PRAGUE -- Fresh protests have broken out in the Greek capital of Athens as demonstrators angry about the government's approval of a harsh austerity package clashed with police.
Greek police fired tear gas at a group of about 150 protesters who rallied outside of parliament after lawmakers approved the package of deep wage cuts and tax increases.
Witnesses reported seeing demonstrators throwing bottles and rocks at a police cordon.
In New York, Wall Street reacted with panic to the violence, triggering a 600-point drop in U.S. stock markets.
The austerity package contains the major spending cuts demanded by the International Monetary Fund and European Union countries before Greece can access a 110-billion-euro (about $140 billion) loan package to save it from bankruptcy.
Lawmakers voted 172-121 to approve the cuts that will slash pensions and civil servants' pay and further hike consumer taxes.
Ahead of the vote, Prime Minister George Papandreou said the legislation was the only way to avoid bankruptcy. "Today things are very simple. Either we vote and pass this bill or we condemn Greece to bankruptcy," he said.
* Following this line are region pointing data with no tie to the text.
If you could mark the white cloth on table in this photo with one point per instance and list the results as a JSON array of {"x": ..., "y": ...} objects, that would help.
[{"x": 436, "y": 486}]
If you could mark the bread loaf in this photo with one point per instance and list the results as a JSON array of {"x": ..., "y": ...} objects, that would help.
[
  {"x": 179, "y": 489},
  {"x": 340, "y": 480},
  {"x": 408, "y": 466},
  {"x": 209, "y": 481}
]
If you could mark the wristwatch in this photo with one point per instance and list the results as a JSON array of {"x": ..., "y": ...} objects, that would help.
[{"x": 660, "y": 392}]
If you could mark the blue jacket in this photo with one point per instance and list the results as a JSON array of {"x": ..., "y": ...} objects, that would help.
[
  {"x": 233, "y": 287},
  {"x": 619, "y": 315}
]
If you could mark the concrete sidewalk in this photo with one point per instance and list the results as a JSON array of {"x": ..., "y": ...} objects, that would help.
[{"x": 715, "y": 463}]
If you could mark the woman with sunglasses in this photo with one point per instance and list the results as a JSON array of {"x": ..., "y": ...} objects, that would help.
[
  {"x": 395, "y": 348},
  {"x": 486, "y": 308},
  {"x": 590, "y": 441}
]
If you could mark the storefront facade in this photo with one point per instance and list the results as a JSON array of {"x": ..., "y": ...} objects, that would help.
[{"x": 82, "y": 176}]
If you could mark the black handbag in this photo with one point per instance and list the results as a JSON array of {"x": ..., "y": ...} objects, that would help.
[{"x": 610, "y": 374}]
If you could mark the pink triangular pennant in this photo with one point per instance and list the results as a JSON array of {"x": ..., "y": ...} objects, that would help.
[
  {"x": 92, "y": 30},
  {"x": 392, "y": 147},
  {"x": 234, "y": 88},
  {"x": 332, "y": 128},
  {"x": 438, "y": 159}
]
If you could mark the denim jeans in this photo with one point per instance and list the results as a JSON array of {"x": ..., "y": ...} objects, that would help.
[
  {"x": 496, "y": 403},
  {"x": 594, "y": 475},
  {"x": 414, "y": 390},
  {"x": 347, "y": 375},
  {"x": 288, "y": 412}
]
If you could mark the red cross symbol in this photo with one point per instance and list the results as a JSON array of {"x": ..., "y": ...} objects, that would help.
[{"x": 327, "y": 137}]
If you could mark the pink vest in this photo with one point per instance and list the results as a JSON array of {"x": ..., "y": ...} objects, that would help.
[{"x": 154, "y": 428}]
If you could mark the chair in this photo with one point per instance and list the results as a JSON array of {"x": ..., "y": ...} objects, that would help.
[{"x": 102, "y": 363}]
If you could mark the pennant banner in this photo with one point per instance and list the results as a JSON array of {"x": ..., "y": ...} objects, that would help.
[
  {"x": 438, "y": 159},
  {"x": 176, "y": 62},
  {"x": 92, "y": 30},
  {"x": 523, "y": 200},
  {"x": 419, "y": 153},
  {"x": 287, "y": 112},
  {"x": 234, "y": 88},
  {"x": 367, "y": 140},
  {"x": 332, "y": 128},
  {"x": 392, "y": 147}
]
The bill passed without difficulty because of the government's big majority.
Police in Athens were braced for more possible trouble after the vote, as Greece's main labor unions called for fresh protests and thousands of demonstrators gathered outside the parliament building.
Immediately after the vote was taken, protesters began marching through the streets of Athens, banging drums and shouting anti-government slogans.Wednesday's rioting left three people dead in a fire-bombed Athens bank.
It also deepened concerns about the stability of the common currency the euro.
The European Central Bank (ECB) has played almost no role in the crisis so far. But it seemed set to take a more active role when it announced earlier this week that it would accept Greek bonds as collateral for loans to eurozone banks, even though the bonds have been downgraded to junk status.
However, ECB President Jean-Claude Trichet told journalists in Lisbon that today that a meeting of bank governors had not discussed repeating this action to help other economically-struggling eurozone member countries.
He said the problems of Portugal and Spain -- the next weakest members of the eurozone after Greece -- are not of the same order or magnitude as Greece's.
Trichet also said the bank had not discussed the idea of buying government bonds -- as urged by some experts -- as a way to support other debt-laden governments in the eurozone.
The monthly interest-setting meeting of governors decided to keep the key interbank eurozone interest rate at a record low one percent.